Hector appeared to have tired himself out. He fetched the stick and plopped down at Percy’s feet. He became instantly comatose.
“If it is any consolation to you,” she said, “my total lack of interest in you has nothing to do with you personally. Without any doubt, I have never met a more handsome man than you or one more capable of charm. If I were interested in flirtation or courtship or remarriage, I might well consider setting my cap at you, though I am fully aware that doing so would be inviting certain disappointment and heartache. Fortunately, perhaps, I am not interested. Not in you and not in any other man. Not in that way. Ever. And if it offends your manly sensibilities to hear me say it, then comfort yourself with the thought that within a week I will be back living at the dower house.”
“Total lack of interest,” he said, “yet you kissed me.”
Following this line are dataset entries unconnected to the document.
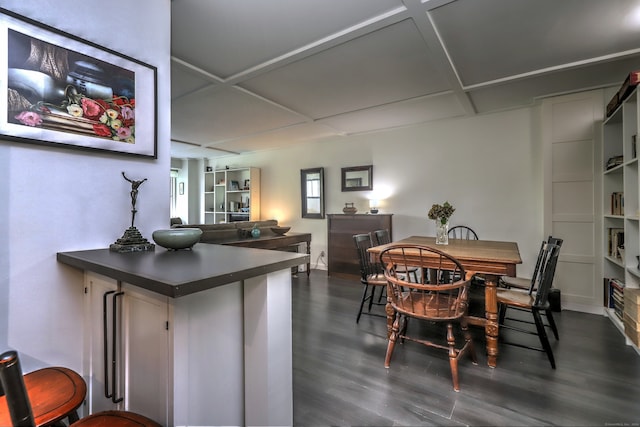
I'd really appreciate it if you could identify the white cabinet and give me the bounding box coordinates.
[602,90,640,350]
[204,168,260,224]
[83,272,173,425]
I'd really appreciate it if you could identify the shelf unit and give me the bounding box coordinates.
[203,168,260,224]
[602,89,640,354]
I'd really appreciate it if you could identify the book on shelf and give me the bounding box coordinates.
[607,278,625,319]
[611,191,624,216]
[607,227,624,258]
[606,156,624,170]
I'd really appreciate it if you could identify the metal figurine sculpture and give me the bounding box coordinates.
[122,171,147,227]
[109,172,156,252]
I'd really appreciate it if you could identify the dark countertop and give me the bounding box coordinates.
[57,243,310,298]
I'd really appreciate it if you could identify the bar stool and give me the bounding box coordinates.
[0,350,160,427]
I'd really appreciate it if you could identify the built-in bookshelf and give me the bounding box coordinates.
[602,84,640,353]
[204,168,260,224]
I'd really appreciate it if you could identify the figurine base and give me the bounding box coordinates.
[109,227,156,252]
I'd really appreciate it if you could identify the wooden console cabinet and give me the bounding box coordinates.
[327,214,393,280]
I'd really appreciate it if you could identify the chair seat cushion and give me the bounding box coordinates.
[394,292,465,320]
[500,276,531,289]
[367,273,387,286]
[497,289,534,308]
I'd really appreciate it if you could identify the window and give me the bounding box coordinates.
[169,169,178,218]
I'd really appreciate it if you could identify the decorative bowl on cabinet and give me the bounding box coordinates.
[151,228,202,250]
[271,226,291,236]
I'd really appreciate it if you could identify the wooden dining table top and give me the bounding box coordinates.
[369,236,522,276]
[368,236,522,368]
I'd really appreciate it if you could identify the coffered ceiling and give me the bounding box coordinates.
[171,0,640,158]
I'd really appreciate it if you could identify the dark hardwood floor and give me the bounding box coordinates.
[292,270,640,426]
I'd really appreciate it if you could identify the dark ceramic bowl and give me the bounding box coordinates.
[151,228,202,250]
[271,227,291,236]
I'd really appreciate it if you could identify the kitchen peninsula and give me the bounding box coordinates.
[57,243,309,425]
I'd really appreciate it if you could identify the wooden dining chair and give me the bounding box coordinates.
[380,244,478,391]
[0,350,160,427]
[0,356,87,426]
[371,228,420,282]
[498,236,563,340]
[353,233,387,323]
[496,243,560,369]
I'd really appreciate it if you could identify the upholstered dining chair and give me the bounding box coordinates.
[380,244,477,391]
[0,350,160,427]
[496,243,560,369]
[353,233,387,323]
[371,228,419,282]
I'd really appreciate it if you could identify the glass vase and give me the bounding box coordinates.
[436,218,449,245]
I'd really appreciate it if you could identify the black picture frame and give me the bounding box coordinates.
[341,165,373,191]
[0,8,157,159]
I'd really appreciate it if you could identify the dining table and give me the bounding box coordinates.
[369,236,522,368]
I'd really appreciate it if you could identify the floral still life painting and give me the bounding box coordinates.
[0,9,156,157]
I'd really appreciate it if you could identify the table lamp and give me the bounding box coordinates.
[369,199,378,213]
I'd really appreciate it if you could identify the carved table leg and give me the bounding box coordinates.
[484,274,498,368]
[307,241,311,277]
[384,288,396,339]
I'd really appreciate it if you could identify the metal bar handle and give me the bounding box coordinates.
[111,292,124,403]
[102,291,116,398]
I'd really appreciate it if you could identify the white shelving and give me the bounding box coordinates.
[602,86,640,354]
[203,168,260,224]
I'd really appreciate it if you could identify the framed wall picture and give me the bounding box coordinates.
[342,165,373,191]
[0,8,157,158]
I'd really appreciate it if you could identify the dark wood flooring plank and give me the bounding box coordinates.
[292,270,640,426]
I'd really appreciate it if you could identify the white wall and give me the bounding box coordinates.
[0,0,171,370]
[202,108,544,274]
“You took me by surprise,” she said, and the words hung between them almost as though they had some significance beyond their surface meaning.
What did her self-discipline hide? Why would she not let go of it? Mourning for eight years after a four-year marriage surely was excessive and self-absorbed. But he would not pry further. She would not tell him, and if she did, he had the feeling he really, really would not want to know.
What had happened to her when she was in captivity?
“If I wear marble as an armor,” she said, breaking the strange silence, which had made him very aware of the elemental roar of the sea and the harsh, lonely cry of seagulls, “then you wear charm, Lord Hardford. A careless sort of charm. One wonders what lies behind it.”
“Oh, nothing, I do assure you,” he told her. “Nothing whatsoever. I am pure charm through to the heart.”
Although the brim of her gray bonnet half hid her face from view, he could see that she smiled.
And it somehow made his heart ache—his very charming heart.
She turned her head to look at him. The smile was gone, but her eyes were open. Well, of course they were. She would hardly look at him with closed eyes, would she, unless she was inviting another kiss, which she decidedly was not. But they were . . . open. The only trouble was that he could not interpret what he saw inside them.
She really was quite incredibly beautiful. He clasped his hands behind his back to stop himself from touching one finger to that tantalizingly curved upper lip.
“I believe,” she said softly, “that after all you are almost likable, Lord Hardford. Let us leave it at that, shall we?”
Almost likable.
Foolishly, he felt that it might be the most precious compliment he had ever been paid.
“Am I forgiven, then?” he asked her. “For kissing you?”
“I am not sure you are that likable,” she said, turning to make her way back toward the path to the top.
She had actually made a joke, Percy thought, looking down at Hector, who had awoken from his coma and was scrambling to his feet.
“I am not going to have to carry you up, I hope,” Percy said.
Hector waved his stubby tail.
8
I believe that after all you are almost likable.
It embarrassed Imogen to recall that she had said that aloud. It puzzled her that she might have meant it, with the reservation of that almost, of course.
She would love to have seen him confront Mr. Tidmouth in his shop. It would have made a delicious anecdote with which to regale her friends at Penderris next month. She would wager he had neither blustered nor raised his voice. She wondered what he did hide behind his surface charm, if anything. He had not always been charming with her, of course. It would be a long time before she forgot his very first words to her—and who the devil might you be? He might be nothing but empty conceit. That poor dog was firmly attached to him, though, and dogs were often more discerning than people. Of course, Hector did nothing to enhance his chosen master’s manly image. Imogen found herself smiling at the thought—and she must remember to tell her friends how he had resembled that very sentimental painting of Jesus cradling a lamb in his arms and how thunderstruck he had looked when she told him so.